A expansão da soja aconteceu de forma tão intensa que causou impactos sociais e culturais profundos. Muitas populações perderam suas referências culturais e modos de vida, sendo forçadas a migrar para as cidades ou para outros lugares que não são seus territórios de origem.

Movimentos feministas

Da região dos Pampas, no Rio Grande do Sul, vieram representantes de três organizações que conectam lutas feministas e ambientais: Amigas da Terra Brasil, Marcha Mundial das Mulheres e Periferia Feministas.

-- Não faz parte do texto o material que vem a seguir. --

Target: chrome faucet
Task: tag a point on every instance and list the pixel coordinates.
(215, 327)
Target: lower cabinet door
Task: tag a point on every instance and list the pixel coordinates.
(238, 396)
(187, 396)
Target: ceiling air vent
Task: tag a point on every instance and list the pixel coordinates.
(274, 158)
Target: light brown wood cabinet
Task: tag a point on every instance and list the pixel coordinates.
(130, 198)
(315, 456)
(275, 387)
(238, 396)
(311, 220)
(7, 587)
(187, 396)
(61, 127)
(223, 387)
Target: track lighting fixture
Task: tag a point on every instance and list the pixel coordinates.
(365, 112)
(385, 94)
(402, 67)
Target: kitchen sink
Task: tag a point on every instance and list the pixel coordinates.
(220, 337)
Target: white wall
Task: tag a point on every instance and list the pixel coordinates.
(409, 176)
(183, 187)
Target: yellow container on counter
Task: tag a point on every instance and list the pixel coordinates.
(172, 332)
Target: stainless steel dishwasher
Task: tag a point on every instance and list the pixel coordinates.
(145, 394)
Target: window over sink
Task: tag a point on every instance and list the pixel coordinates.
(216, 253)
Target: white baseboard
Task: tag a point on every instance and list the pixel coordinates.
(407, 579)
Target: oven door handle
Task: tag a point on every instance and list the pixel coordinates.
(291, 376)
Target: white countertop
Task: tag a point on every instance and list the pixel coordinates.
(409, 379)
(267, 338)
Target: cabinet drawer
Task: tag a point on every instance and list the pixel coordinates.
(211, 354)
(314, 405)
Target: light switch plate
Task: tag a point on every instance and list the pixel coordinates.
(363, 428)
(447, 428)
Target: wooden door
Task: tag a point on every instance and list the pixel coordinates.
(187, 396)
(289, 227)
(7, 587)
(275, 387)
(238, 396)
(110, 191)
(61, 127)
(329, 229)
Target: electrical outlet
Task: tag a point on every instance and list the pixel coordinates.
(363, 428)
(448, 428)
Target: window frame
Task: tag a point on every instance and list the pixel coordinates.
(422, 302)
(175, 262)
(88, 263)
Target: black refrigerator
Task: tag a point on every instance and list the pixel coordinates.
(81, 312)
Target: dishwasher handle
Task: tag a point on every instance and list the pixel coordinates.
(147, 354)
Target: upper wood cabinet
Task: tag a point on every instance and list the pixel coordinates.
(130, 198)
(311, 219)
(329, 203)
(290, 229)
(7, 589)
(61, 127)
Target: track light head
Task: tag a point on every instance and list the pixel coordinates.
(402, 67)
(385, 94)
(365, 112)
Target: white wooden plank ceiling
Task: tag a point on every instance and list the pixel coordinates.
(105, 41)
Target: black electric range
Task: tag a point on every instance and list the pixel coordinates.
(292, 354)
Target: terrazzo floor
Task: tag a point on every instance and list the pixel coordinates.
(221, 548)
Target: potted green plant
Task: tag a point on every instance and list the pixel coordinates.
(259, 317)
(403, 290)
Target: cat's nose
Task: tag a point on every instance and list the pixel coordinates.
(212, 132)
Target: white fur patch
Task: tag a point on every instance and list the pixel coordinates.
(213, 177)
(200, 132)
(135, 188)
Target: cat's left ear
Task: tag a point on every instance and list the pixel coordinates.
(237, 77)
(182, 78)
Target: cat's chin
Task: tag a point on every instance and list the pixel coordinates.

Anne Moraes, socióloga, é uma das líderes dessa aliança, que surgiu durante a pandemia da covid-19. Ela vê a COP30 como uma oportunidade especial de compartilhar com outros movimentos sociais as dificuldades e soluções vindas dos territórios que ocupam.

Os movimentos que represento lutam por justiça climática, soberania alimentar e uma transição justa. Nosso trabalho inclui hortas comunitárias e cozinhas solidárias nas periferias, conectando o cuidado com as pessoas e com o meio ambiente, disse Anne.

Sofremos muito com as enchentes no Rio Grande do Sul. A ação dos movimentos sociais foi fundamental para acolher a população, porque os governos não apresentaram planos de mitigação ou proteção naquele momento. Conectar o debate sobre emergência climática com uma perspectiva feminista e popular é essencial, pois as mulheres estão na linha de frente tanto das crises quanto das soluções, complementou.